Elle gagnait 32.000 livres par an comme professeur (40.000€ par ans, 3350€ par mois). Maintenant, elle gagne 9.000 livres, sans congés payés, sans indemnités maladie et sans aide sociale. Elle a hypothéqué une seconde fois sa maison. Son conjoint, un mécanicien qualifié, gagne 7,5 livres par heure (9,4€) - une personne sur quatre dans le Devon gagne moins que le salaire minimum pour vivre de 7,65 livres de l'heure en dehors de Londres et de 8,8 livres à Londres. "Je travaille 12 heures par jours et l'argent est un souci constant. Notre boiler est tombé en panne l'année dernière de sorte que nous n'avons pas eu de chauffage pendant tout l'hiver. Il semble que nous n'aurons toujours pas de chauffage cet hiver."
Selon la Resolution Foundation, un quart des auto-entrepreneurs de ces cinq dernières années préférerait travailler pour un patron. Comme les employeurs utilisent des tactiques toujours plus agressives pour réduire les coûts du travail et réduire les possibilités d'action collective, la productivité souffre et des solutions d'emploi vues comme provisoires au départ s'installent dans la durée. Le fossé entre les plus riches et les autres s'étend.

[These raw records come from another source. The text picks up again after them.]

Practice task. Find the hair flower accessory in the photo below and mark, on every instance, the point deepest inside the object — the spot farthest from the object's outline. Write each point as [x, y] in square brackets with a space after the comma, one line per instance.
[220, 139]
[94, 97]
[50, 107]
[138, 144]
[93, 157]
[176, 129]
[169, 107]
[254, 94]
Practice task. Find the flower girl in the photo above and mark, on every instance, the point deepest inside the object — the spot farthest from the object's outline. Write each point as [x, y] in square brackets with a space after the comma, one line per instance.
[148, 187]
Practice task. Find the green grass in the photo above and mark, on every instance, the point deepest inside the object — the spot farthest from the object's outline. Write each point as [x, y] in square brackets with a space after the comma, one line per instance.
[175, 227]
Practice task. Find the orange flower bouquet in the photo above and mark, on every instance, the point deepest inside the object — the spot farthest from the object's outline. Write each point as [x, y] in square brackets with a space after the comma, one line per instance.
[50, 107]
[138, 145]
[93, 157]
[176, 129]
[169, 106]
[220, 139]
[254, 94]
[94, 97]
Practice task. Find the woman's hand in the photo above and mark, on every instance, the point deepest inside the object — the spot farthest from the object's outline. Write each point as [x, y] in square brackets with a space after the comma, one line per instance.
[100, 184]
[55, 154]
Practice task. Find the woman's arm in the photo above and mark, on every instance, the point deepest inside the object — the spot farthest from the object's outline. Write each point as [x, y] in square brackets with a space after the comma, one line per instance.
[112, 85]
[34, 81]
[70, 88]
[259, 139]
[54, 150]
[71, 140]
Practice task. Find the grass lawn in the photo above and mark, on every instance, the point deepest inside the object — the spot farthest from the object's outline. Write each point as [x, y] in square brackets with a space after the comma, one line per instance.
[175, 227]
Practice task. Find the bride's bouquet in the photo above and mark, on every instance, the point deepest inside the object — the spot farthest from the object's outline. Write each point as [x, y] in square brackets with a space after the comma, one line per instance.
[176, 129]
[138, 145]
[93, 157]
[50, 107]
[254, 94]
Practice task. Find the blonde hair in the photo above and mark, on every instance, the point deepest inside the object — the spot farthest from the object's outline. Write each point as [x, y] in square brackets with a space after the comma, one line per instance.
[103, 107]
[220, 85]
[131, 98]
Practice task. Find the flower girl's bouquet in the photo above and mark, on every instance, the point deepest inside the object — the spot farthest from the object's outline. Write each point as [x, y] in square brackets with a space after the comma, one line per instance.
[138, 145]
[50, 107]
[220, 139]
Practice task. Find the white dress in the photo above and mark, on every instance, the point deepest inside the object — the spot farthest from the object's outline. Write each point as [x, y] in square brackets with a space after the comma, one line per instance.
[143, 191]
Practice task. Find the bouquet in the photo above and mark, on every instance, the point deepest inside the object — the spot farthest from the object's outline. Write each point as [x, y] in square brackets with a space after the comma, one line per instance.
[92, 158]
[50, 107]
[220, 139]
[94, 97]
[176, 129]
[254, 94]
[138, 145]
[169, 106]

[voir notre article sur la surproduction: comme les riches ne dépensent pas leur argent - contrairement aux pauvres - et que les pauvres s'appauvrissent, il y a une crise de la demande] (...)
Cette histoire de stagflation des salaires et des travailleurs pauvres ne s'applique pas que en Grande-Bretagne. Au delà des discours du premier ministre sur la reprise économique, il y a des légions de familles et de communautés à travers tout le pays qui arrivent juste à ne pas couler. Peu importe le nombre de fois qu'Osborne le répète, cela ne fait pas la vérité. Des millions d'Anglais ne sont pas en reprise. Le golfe entre ceux qui montent et ceux qui restent grandit chaque mois.
(...) En Grande-Bretagne, comme ailleurs, le sous-emploi, le manque d'investissement dans la formation et les bas salaires sont généralisés. En Grande-Bretagne, 40% des temps partiels - surtout des femmes - voudrait travailler davantage selon une enquête. En même temps, pour beaucoup de bas salaire, les dernières années ont vu le coût de la vie augmenter alors que leur salaire coulait. Des syndicats ont lancé une procédure de vote pour voir si en octobre la sécurité sociale partirait pour la première fois en grève depuis 1982.
Est-ce le début de la contre-attaque? "L'une des préoccupations principales de l'économie depuis 2008, c'est la division des postes de travail" dit Martin Smith, le secrétaire national du syndicat GMB. "Ce qui était autrefois un emploi de 40 heures par semaine est maintenant souvent quatre emplois en contrat zéro heure [voir ici] de dix heures. Notre syndicat a été fondé pour se battre pour réduire la journée de 12 heures à 8 heures. Maintenant, les mêmes employés donneraient leur bras droit pour une journée de 8 heures. Ce ne sont pas seulement les heures trop rares, c'est l'humiliation. Sur un contrat de 12 heures hebdomadaire, il est difficile d'obtenir des crédits, des hypothèques et les heures supplémentaires sont à la discrétion du DRH, une situation qui peut générer de la rage. Plus de 8 millions de personnes travaillent dans ces conditions précaires."
(...)
À Devon, Marcela Almond accuse le coup. "Je ne sais pas où m'en aller d'ici. Est-ce qu'on voudrait fonder une famille? Mon Dieu, oui, mais nous n'avons pas les moyens de nous entretenir et encore moins un enfant. Cela ne peut pas fonctionner."